Mãe e filha, as palhaças de uma festa só para homens

O sol da tarde entrava em profusão pela janela do apartamento e iluminava a desordem de contas sobre a mesa da cozinha. Marisol Aguirre, quarenta e quatro anos, revisava os números com a testa franzida, o dedo percorrendo uma coluna de dívidas que se acumulavam como uma sentença. A blusa de algodão grudava nas costas por causa do calor úmido de Acapulco, e uma mecha de cabelo preto caía sobre o rosto toda vez que ela se inclinava.
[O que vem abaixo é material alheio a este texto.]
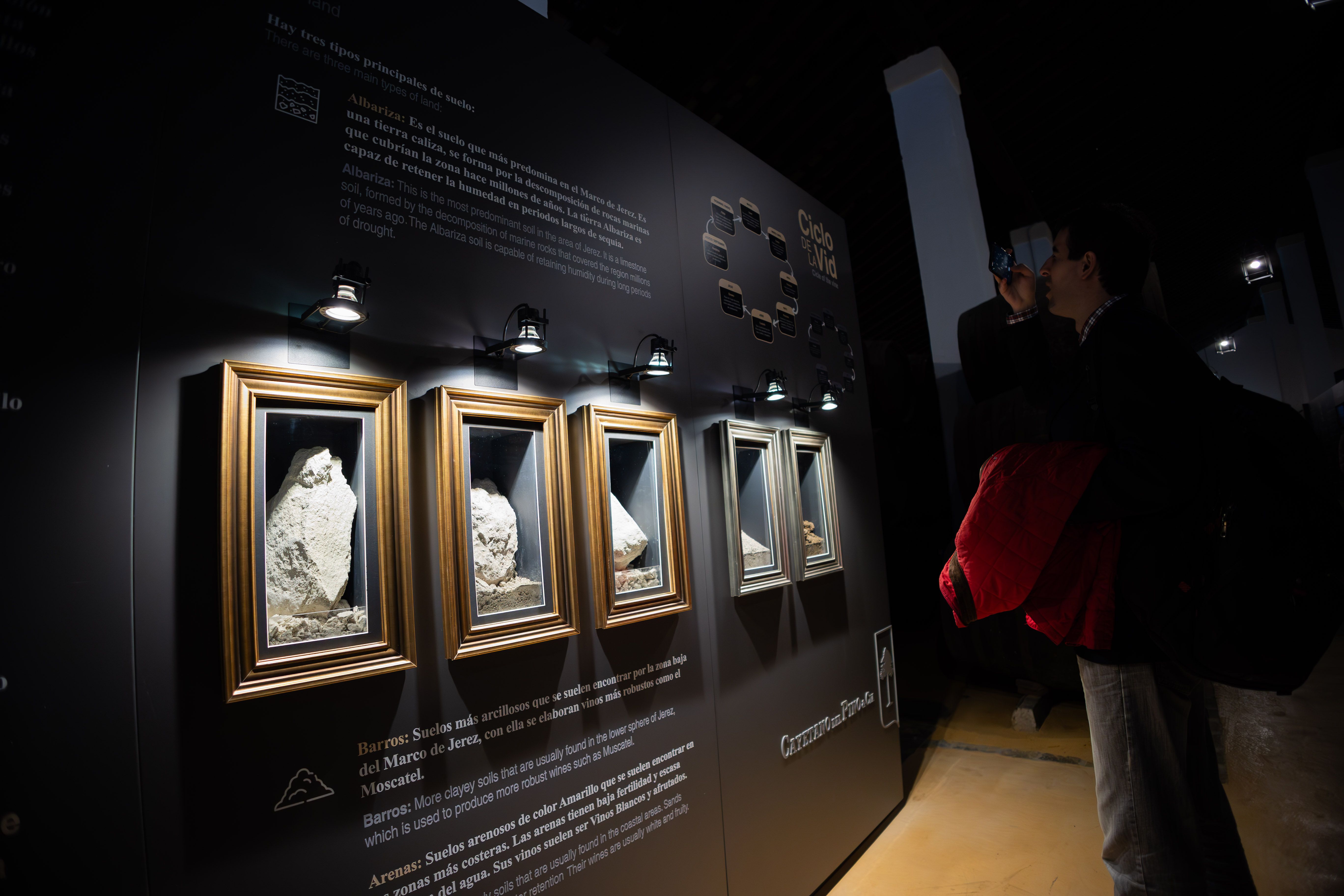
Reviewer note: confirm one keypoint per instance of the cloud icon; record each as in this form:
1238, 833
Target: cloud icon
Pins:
304, 788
Fazia dezenove anos que contava cada peso, desde que o pai de sua filha evaporou numa noite e deixou para trás só roupas desaparecidas e dívidas que cresciam como mato.

—Outra vez a mesma coisa —murmurou, afastando a mecha.

Camila entrou naquele momento com a fantasia de palhaça pendurada numa das mãos. Aos vinte e dois anos, era o contraste exato da mãe: alta, magra, atlética, com a pele morena clara apenas dourada pelo sol do Pacífico. Usava uma camiseta larga e shorts curtos, e se movia com aquela leveza que faz virar cabeças na rua. Tinha largado a universidade um ano antes, alegando que preferia ajudar no negócio da família a ver a mãe se afogar em preocupações. Marisol conhecia a verdade: o dinheiro não dava para as duas coisas.

—Não se preocupa tanto, mãe —disse Camila, largando a fantasia sobre a mesa e abraçando-a por trás—. Esse contrato paga bem. O cliente disse que queria algo especial. Com o de hoje quitamos a luz e a água, e talvez parte da hipoteca.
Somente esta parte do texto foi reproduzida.